Jean Zay: CUDA-aware MPI and GPUDirect

For optimal performance, the Cuda-aware OpenMPI libraries supporting the GPUDirect are available on Jean Zay.

$ module avail openmpi/*-cuda
-------------- /gpfslocalsup/pub/modules-idris-env4/modulefiles/linux-rhel8-skylake_avx512 --------------
openmpi/3.1.4-cuda openmpi/3.1.6-cuda openmpi/4.0.2-cuda openmpi/4.0.4-cuda
 
$ module load openmpi/4.0.4-cuda

$ mpifort source.f90
 
$ mpicc source.c
 
$ mpic++ source.C

Since no particular option is necessary for the compilation, you may refer to the GPU compilation section of the index for more information on code compiling using the GPUs.

Adaptation of the code

The utilisation of the CUDA-aware MPI GPUDirect functionality on Jean Zay requires an accurate initialisation order for CUDA or OpenACC and MPI in the code :

  1. Initialisation of CUDA or OpenACC
  2. Choice of the GPU which each MPI process should use (binding step)
  3. Initialisation of MPI.

Caution: if this initialisation order is not respected, your code execution might crash with the following error:

CUDA failure: cuCtxGetDevice()

Return to Table of Contents


11. Code execution

Interactive and batch

There are two possible job modes: Interactive and batch.

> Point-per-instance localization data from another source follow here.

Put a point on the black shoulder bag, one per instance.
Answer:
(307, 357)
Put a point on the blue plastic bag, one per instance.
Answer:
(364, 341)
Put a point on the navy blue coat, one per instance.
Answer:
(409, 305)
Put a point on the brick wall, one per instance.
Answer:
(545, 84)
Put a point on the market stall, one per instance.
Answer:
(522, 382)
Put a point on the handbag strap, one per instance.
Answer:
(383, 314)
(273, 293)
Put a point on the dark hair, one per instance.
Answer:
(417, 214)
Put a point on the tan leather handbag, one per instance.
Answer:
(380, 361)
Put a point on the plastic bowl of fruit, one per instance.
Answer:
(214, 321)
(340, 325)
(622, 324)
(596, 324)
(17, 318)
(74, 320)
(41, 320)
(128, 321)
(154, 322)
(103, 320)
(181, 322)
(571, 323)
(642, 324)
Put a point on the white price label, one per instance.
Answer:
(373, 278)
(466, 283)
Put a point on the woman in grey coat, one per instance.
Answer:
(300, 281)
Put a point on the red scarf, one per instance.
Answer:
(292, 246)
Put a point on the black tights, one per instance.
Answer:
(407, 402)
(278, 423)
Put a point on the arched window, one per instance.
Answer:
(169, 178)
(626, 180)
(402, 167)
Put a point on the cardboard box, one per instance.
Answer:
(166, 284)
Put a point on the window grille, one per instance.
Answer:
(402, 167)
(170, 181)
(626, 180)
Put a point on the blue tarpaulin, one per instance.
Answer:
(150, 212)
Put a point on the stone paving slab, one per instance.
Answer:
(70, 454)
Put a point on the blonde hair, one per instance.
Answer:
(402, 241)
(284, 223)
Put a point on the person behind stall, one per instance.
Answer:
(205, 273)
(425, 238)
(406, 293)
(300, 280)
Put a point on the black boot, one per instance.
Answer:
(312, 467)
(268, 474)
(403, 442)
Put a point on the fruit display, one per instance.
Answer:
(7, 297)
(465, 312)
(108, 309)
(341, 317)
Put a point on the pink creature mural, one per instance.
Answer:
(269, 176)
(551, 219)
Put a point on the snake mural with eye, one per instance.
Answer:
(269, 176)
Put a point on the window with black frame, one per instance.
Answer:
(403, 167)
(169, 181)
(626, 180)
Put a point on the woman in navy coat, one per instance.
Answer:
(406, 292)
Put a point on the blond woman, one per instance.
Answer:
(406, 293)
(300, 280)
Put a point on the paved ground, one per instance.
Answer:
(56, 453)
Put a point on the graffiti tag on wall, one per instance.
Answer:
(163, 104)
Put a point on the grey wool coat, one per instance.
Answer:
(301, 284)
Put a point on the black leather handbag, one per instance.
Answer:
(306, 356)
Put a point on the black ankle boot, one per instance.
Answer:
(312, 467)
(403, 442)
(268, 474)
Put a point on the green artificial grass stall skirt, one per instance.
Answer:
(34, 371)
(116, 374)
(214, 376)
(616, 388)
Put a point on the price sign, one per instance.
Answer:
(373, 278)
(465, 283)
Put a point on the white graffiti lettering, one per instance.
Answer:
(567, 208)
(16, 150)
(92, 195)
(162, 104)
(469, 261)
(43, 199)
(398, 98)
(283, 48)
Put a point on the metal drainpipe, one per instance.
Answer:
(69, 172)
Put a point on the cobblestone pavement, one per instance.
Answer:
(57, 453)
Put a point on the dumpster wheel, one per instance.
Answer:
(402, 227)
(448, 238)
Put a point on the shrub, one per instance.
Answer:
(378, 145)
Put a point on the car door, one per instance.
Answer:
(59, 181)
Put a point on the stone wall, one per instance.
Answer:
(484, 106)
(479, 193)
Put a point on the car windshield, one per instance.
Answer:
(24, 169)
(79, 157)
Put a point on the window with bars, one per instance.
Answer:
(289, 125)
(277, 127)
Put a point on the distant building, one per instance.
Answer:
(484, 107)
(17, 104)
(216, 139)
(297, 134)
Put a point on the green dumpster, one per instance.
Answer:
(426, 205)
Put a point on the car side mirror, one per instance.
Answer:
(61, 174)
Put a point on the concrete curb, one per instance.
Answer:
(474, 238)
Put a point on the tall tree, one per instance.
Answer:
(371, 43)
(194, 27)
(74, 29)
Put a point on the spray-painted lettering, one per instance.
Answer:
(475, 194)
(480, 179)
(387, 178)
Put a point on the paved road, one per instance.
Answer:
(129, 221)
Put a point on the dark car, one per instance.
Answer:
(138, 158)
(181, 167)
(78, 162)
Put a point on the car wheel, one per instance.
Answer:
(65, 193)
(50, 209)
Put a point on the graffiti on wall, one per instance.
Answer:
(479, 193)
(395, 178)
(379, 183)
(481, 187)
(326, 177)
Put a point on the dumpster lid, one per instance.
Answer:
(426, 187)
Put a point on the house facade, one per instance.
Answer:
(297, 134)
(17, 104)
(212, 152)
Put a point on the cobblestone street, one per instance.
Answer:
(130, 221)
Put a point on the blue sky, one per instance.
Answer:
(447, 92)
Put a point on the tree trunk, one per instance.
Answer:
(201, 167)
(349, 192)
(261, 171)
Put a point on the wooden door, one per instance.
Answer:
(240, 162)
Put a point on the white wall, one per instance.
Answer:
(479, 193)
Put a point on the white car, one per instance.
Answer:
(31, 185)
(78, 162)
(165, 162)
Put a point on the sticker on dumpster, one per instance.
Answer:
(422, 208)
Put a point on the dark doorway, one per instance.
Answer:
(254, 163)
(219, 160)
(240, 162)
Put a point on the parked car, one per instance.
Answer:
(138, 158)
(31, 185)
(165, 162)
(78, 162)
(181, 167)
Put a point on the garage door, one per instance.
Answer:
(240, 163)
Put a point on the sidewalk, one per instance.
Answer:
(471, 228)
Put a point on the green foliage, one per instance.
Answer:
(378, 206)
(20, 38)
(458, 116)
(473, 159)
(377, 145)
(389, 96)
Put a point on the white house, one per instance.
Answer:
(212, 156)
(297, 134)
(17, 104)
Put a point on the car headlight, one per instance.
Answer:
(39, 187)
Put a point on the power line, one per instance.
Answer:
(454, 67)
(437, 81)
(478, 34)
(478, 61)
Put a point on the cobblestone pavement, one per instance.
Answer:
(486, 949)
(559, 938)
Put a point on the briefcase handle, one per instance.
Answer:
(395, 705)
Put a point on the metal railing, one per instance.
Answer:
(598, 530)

In both cases, you must respect the maximum limits in elapsed (or clock) time, memory, and number of processors and/or number of GPUs which are set by IDRIS with the goal of better managing the computing resources. You will find more complete information concerning these limits by consulting the following pages on our Web server: CPU Slurm partitions, GPU Slurm partitions and the pages detailing how to reserve memory for CPU jobs or for GPU jobs.

Interactive jobs

From the machines declared in the IDRIS filters, you have SSH access to the front ends from which you can:

Comment: Any code requiring GPUs cannot be executed on the front ends as they are not equipped with them.

Batch jobs

There are several reasons to work in batch mode:

  • Having the possibility of closing the interactive session after submitting a batch job.
  • Having the possibility of going beyond the limitations of interactive in elapsed (or clock) time, memory, number of processors or GPUs.
  • Doing the computations with dedicated resources (these resources are reserved for you alone).
  • Allowing for better resource management for users by distribution on the machine according to the resources requested.
  • Launching your pre-/post-processing jobs on nodes dedicated to large memory (jean-zay-pp).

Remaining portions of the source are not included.